The German Parliament passed a law on Friday requiring large and medium-sized businesses to do their due diligence in combating human rights violations along their supply chain. The law introduces a shift to mandatory compliance with international norms on labor exploitation.
The Bundestag adopted the draft law by a large majority. The law introduces obligations for companies above a certain size to adopt and implement due diligence procedures that prevent human rights and environmental abuses along the companies supply chain.
Failure to implement such procedures or act on violations may result in fines up to 2 percent of the company’s international revenue. Any company found to be in violation of the law may be excluded from public procurement for up to three years.
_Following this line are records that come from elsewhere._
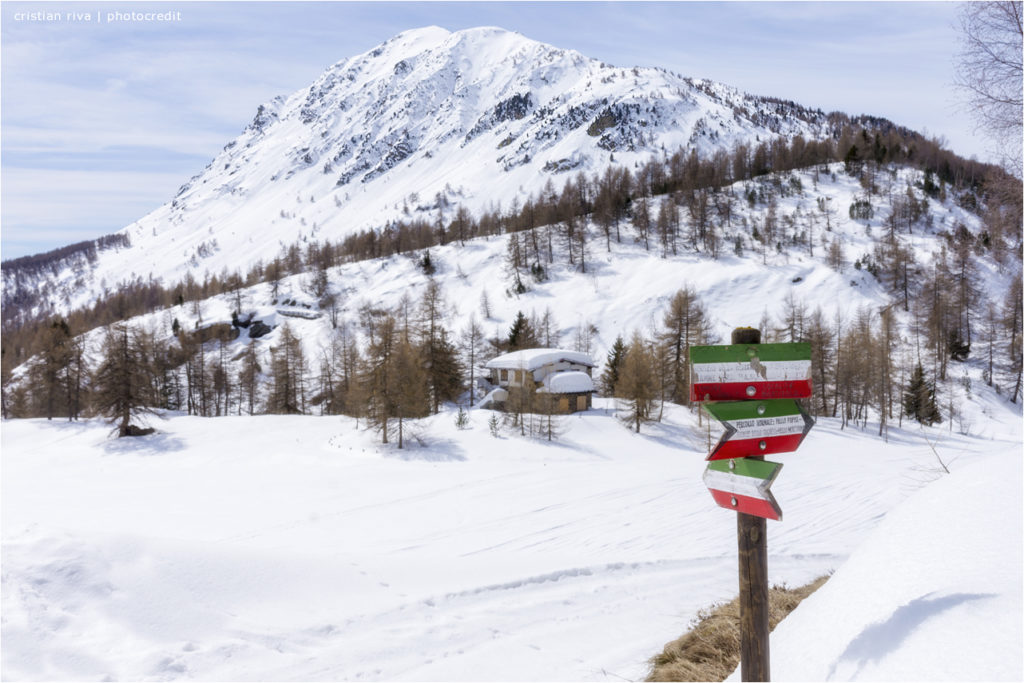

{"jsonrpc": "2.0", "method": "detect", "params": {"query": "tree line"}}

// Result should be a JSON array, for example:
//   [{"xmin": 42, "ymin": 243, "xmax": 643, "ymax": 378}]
[{"xmin": 2, "ymin": 269, "xmax": 1022, "ymax": 447}]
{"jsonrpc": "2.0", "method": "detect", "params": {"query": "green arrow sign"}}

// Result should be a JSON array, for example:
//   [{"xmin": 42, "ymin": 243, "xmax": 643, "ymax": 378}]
[
  {"xmin": 705, "ymin": 398, "xmax": 814, "ymax": 460},
  {"xmin": 690, "ymin": 343, "xmax": 811, "ymax": 401},
  {"xmin": 703, "ymin": 458, "xmax": 782, "ymax": 520}
]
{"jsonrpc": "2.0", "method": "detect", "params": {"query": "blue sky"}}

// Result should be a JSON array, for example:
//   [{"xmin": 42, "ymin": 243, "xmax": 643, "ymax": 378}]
[{"xmin": 0, "ymin": 1, "xmax": 988, "ymax": 259}]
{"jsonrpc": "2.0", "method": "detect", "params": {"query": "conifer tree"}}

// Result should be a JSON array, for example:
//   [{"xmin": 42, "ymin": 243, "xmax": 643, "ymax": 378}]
[
  {"xmin": 600, "ymin": 335, "xmax": 626, "ymax": 396},
  {"xmin": 92, "ymin": 324, "xmax": 153, "ymax": 437},
  {"xmin": 507, "ymin": 310, "xmax": 538, "ymax": 351},
  {"xmin": 903, "ymin": 362, "xmax": 942, "ymax": 425}
]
The law applies to companies with more than 3,000 employees as of 2023, and 1,000 employees in 2024. This would ultimately result in approximately 4,800 companies being affected.
Human rights groups have applauded the German Parliament for taking actionable steps to help ensure companies are acting responsibly, but caution that more needs to be done.
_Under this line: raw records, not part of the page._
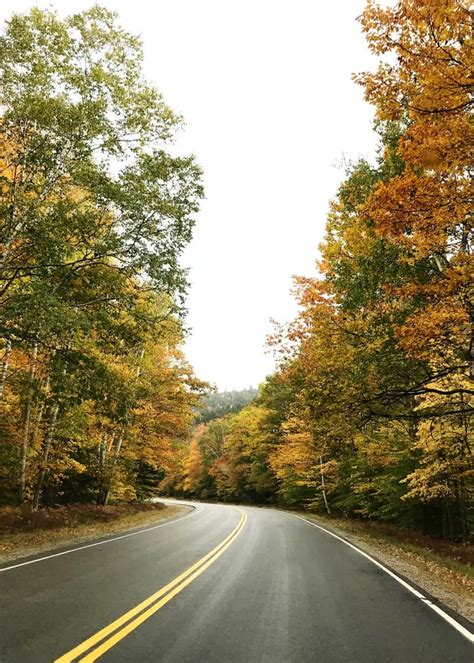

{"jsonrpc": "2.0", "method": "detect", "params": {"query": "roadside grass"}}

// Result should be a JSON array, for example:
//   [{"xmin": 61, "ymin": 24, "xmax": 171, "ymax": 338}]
[{"xmin": 0, "ymin": 502, "xmax": 187, "ymax": 562}]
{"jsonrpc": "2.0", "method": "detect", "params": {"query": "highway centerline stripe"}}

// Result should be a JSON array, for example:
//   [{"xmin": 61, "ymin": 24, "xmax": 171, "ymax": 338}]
[{"xmin": 55, "ymin": 509, "xmax": 247, "ymax": 663}]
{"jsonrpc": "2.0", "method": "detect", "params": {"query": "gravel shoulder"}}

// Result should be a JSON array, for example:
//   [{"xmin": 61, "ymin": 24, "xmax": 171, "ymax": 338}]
[
  {"xmin": 0, "ymin": 504, "xmax": 192, "ymax": 564},
  {"xmin": 298, "ymin": 512, "xmax": 474, "ymax": 622}
]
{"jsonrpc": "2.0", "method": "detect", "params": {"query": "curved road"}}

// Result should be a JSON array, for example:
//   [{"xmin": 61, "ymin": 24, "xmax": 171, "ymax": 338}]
[{"xmin": 0, "ymin": 504, "xmax": 473, "ymax": 663}]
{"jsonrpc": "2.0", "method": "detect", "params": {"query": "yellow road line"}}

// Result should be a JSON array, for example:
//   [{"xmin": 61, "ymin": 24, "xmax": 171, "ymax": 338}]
[{"xmin": 55, "ymin": 509, "xmax": 247, "ymax": 663}]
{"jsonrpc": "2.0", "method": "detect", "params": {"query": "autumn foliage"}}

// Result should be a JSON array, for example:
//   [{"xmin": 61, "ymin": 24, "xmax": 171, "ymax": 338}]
[{"xmin": 173, "ymin": 0, "xmax": 474, "ymax": 541}]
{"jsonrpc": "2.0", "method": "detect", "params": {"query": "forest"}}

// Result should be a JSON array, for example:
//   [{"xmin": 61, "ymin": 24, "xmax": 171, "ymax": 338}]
[
  {"xmin": 168, "ymin": 0, "xmax": 474, "ymax": 541},
  {"xmin": 0, "ymin": 0, "xmax": 474, "ymax": 541}
]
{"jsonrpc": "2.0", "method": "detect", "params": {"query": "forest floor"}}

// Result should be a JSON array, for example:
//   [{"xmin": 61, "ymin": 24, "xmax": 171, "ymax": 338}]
[
  {"xmin": 0, "ymin": 502, "xmax": 189, "ymax": 563},
  {"xmin": 298, "ymin": 512, "xmax": 474, "ymax": 622}
]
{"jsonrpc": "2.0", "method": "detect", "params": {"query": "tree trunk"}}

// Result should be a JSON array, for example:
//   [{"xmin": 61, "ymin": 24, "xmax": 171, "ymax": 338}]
[
  {"xmin": 33, "ymin": 403, "xmax": 59, "ymax": 511},
  {"xmin": 319, "ymin": 455, "xmax": 331, "ymax": 515},
  {"xmin": 19, "ymin": 343, "xmax": 38, "ymax": 504},
  {"xmin": 104, "ymin": 428, "xmax": 125, "ymax": 506},
  {"xmin": 0, "ymin": 339, "xmax": 12, "ymax": 401}
]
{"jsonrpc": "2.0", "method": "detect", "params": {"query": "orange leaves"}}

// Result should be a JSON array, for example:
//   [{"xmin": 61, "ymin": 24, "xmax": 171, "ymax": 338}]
[{"xmin": 355, "ymin": 0, "xmax": 473, "ymax": 119}]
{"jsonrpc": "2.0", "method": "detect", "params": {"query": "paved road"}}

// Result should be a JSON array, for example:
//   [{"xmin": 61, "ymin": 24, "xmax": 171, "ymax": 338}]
[{"xmin": 0, "ymin": 505, "xmax": 473, "ymax": 663}]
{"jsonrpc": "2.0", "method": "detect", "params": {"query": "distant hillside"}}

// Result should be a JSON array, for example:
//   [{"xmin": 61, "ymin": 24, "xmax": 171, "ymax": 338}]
[{"xmin": 196, "ymin": 387, "xmax": 258, "ymax": 423}]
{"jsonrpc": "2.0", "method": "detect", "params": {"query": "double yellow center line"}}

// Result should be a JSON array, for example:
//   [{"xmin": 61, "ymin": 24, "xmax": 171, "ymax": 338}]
[{"xmin": 55, "ymin": 509, "xmax": 247, "ymax": 663}]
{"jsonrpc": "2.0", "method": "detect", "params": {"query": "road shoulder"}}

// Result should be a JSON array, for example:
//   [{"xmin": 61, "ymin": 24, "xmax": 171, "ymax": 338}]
[
  {"xmin": 0, "ymin": 504, "xmax": 192, "ymax": 564},
  {"xmin": 294, "ymin": 512, "xmax": 474, "ymax": 623}
]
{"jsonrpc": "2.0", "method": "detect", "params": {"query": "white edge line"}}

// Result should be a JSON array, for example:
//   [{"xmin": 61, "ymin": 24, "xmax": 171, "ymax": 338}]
[
  {"xmin": 286, "ymin": 511, "xmax": 474, "ymax": 643},
  {"xmin": 0, "ymin": 504, "xmax": 202, "ymax": 573}
]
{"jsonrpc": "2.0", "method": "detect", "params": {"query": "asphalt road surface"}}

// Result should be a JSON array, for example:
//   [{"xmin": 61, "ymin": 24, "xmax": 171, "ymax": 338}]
[{"xmin": 0, "ymin": 504, "xmax": 474, "ymax": 663}]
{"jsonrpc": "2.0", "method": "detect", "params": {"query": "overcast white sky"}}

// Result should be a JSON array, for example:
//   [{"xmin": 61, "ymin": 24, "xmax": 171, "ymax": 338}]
[{"xmin": 0, "ymin": 0, "xmax": 375, "ymax": 389}]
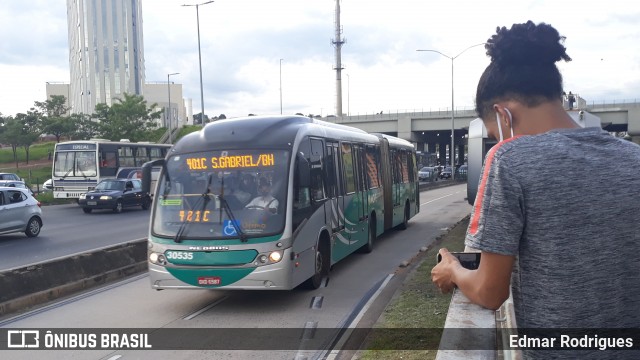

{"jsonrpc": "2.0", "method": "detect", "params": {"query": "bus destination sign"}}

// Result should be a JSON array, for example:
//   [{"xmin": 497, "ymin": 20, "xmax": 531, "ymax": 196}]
[{"xmin": 185, "ymin": 153, "xmax": 275, "ymax": 170}]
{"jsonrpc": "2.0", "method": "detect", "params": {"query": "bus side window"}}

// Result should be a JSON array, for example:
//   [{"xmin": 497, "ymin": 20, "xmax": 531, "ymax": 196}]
[
  {"xmin": 310, "ymin": 139, "xmax": 325, "ymax": 201},
  {"xmin": 100, "ymin": 151, "xmax": 117, "ymax": 176},
  {"xmin": 293, "ymin": 138, "xmax": 311, "ymax": 209}
]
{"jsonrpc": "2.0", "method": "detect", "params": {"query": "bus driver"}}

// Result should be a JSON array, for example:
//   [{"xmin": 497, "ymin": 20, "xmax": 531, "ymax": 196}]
[{"xmin": 245, "ymin": 178, "xmax": 278, "ymax": 214}]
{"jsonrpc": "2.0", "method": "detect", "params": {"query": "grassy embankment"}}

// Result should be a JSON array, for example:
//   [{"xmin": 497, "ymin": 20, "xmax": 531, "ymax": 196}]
[{"xmin": 357, "ymin": 217, "xmax": 469, "ymax": 360}]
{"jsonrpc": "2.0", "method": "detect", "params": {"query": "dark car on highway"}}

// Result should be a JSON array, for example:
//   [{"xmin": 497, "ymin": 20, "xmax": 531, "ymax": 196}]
[
  {"xmin": 418, "ymin": 166, "xmax": 438, "ymax": 182},
  {"xmin": 440, "ymin": 167, "xmax": 451, "ymax": 179},
  {"xmin": 0, "ymin": 173, "xmax": 22, "ymax": 181},
  {"xmin": 78, "ymin": 179, "xmax": 151, "ymax": 214}
]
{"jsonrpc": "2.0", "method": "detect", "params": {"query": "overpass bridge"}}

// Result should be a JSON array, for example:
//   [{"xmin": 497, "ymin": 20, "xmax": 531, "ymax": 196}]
[{"xmin": 324, "ymin": 98, "xmax": 640, "ymax": 163}]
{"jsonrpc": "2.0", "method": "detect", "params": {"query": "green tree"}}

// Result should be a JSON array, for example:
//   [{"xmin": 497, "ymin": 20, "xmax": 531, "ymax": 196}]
[
  {"xmin": 93, "ymin": 93, "xmax": 162, "ymax": 142},
  {"xmin": 0, "ymin": 114, "xmax": 24, "ymax": 168},
  {"xmin": 14, "ymin": 109, "xmax": 41, "ymax": 167}
]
Human Rights Watch said the law “will require large companies to regularly and systematically identify and address human rights and environmental risks” but “does not incorporate the highest international standards.”
Miriam Saage-Maaß of the European Center for Constitutional and Human Rights said that while the law allows for increased public pressure on governments to protect “workers at the end of the supply chain … from whom [companies] profit,” the law also “falls short of civil society expectations … [and] international human rights standards.”
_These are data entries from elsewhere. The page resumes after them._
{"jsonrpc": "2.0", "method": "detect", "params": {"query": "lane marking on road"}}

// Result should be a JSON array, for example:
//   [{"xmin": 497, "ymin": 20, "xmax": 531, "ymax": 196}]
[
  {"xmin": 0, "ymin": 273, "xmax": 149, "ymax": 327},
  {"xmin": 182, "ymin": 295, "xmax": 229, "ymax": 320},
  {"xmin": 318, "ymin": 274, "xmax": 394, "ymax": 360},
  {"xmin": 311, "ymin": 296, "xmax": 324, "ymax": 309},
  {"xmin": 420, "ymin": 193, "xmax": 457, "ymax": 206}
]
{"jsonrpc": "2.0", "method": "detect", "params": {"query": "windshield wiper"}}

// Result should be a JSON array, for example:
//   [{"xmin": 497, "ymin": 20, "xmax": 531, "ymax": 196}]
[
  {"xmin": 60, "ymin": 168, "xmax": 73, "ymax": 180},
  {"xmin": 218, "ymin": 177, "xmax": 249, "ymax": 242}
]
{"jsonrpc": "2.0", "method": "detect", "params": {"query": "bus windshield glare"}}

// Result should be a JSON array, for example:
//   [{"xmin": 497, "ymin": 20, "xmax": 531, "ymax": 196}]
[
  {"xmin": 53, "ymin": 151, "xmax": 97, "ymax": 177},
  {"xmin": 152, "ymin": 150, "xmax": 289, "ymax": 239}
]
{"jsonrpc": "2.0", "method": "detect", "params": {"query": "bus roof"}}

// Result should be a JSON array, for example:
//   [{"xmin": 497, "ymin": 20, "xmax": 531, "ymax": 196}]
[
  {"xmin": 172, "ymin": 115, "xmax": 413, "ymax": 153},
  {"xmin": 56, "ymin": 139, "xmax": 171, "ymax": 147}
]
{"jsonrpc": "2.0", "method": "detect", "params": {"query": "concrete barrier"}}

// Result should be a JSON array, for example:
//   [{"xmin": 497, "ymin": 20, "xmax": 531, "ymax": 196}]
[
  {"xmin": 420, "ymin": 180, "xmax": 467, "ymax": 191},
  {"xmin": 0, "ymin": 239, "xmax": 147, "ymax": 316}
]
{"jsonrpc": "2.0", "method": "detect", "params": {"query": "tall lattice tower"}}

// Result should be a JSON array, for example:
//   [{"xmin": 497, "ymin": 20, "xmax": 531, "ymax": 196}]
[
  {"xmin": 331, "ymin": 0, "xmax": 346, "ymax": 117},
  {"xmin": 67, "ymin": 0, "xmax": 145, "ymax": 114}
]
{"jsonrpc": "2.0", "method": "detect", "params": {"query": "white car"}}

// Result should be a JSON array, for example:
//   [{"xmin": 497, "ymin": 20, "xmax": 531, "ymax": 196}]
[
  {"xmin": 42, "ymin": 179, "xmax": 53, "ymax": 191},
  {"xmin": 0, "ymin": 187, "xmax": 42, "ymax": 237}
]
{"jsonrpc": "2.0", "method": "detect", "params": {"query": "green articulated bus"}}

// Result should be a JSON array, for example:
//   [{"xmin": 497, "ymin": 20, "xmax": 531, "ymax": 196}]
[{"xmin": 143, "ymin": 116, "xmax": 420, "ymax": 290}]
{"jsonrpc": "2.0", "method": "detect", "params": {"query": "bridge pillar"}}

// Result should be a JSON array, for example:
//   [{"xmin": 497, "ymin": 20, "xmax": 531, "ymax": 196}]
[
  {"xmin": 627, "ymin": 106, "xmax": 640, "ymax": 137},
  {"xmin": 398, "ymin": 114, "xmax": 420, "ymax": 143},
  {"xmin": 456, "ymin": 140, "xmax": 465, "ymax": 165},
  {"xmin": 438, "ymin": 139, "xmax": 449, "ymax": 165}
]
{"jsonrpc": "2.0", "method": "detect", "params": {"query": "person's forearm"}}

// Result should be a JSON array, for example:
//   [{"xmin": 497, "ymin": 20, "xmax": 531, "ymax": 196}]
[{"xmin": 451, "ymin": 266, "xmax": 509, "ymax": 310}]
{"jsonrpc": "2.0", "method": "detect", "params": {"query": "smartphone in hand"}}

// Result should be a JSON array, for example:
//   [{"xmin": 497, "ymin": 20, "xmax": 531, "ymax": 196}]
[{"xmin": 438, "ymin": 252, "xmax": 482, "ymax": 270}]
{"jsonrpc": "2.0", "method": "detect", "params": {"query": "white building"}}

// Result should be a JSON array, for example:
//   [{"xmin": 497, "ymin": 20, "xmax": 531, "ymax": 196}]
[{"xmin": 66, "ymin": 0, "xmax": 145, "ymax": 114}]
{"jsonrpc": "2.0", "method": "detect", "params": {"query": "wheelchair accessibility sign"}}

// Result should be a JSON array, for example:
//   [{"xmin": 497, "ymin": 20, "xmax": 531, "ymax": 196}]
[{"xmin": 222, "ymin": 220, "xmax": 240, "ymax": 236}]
A coalition of 50 companies that included Ben & Jerry’s and Tchibo had called upon the Bundestag to strengthen the law during preliminary debates. The coalition asked the German Parliament to apply the UN Guiding Principles consistently and ensure proactive due diligence obligation cover the full supply chain.
However, lobbying from other business groups lead to a last-minute debate called by conservative MPs citing civil liberty concerns. The resulting final draft requires companies to act on specific incidents, and then only if they have substantiated knowledge of the abuse.